Facing him is a man who, having been governor of one of the most liberal states in the country, could have been the face of New Republicanism, bringing the party back towards a more sensible center and abandoning the cultish and extremist ideology of the teabaggers and their ilk.

Instead, Romney went straight for the Kool-Ade, signing on to an extremist economic policy that caused the financial collapse we’re still trying to recover from, and to an extremist social policy that mistakes one narrow-minded misinterpretation of one religious book for civil law.

What I really don’t understand is why the business interests are aligned against Obama.  Historically, the major market indices almost always do better under Democrats than under Republicans.  Let’s take a look at the granddaddy of them all, the Dow Jones Industrial Average, and we’ll take the first full day and the last full day of a president’s term that the markets were open (or in the case of Obama, most recent data as of this writing: 24 October 2012).

Obama 8,228.10 13,077.34 +4,849.24 +58.9%

Bush II 10,578.24 8,281.22 -2,297.02 -21.7%

Clinton 3,253.02 10,587.59 +7,334.57 +225.5%

Bush I 2,218.39 3,253.02 +1,034.63 +46.6%

Reagan 946.25 2,239.11 +1,292.86  +137.6%

Carter 962.43 970.99 +8.56 +0.1%

Ford 767.29 968.67 +101.38 +26.2%

Nixon 929.82 784.89 -144.93 -15.6%

Johnson 743.52 935.54 +192.02 +25.8%

Kennedy 639.82 732.65 +92.83 +14.5%

Eisenhower 287.60 632.39 +344.79 +119.9%

Truman 159.75 286.97 +127.22 +79.6%

Roosevelt 62.10 158.06 +95.96 +154.5%

Hoover 305.20 53.84 -251.36 -82.4%

Hm.  The only presidents to turn in end-of-term losses are Republicans.  Who’s better for business, again?   No wonder we use red for the conservatives in this country — it equals the color ink we should use for their economic policies.  The only Republican presidents who’ve outperformed Obama’s DJIA to date have been Reagan and Eisenhower.  Hoover, Nixon, Ford and both Bushes fail to measure up.  Best performer of all?  Clinton, of course.  Followed by Roosevelt.  Let’s go ahead and put them in order, shall we?

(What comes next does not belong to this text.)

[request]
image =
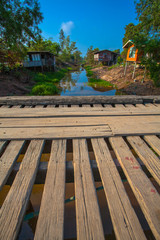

Clinton 3,253.02 10,587.59 +7,334.57 +225.5%

Roosevelt 62.10 158.06 +95.96 +154.5%

Reagan 946.25 2,239.11 +1,292.86  +137.6%

Eisenhower 287.60 632.39 +344.79 +119.9%

Truman 159.75 286.97 +127.22 +79.6%

Obama 8,228.10 13,077.34 +4,849.24 +58.9%

Bush I 2,218.39 3,253.02 +1,034.63 +46.6%

Ford 767.29 968.67 +101.38 +26.2%

Johnson 743.52 935.54 +192.02 +25.8%

Kennedy 639.82 732.65 +92.83 +14.5%

Carter 962.43 970.99 +8.56 +0.1%

Nixon 929.82 784.89 -144.93 -15.6%

Bush II 10,578.24 8,281.22 -2,297.02 -21.7%

Hoover 305.20 53.84 -251.36 -82.4%

Average standing of Democratic presidents out of the last 14 presidents?  6.29.  Of Republicans?  8.71.  So much for who’s better for business.

When you throw in a toxic social policy that says people should be legally discriminated against simply on the basis of whom they love, you come up with no legitimate reason to vote Republican.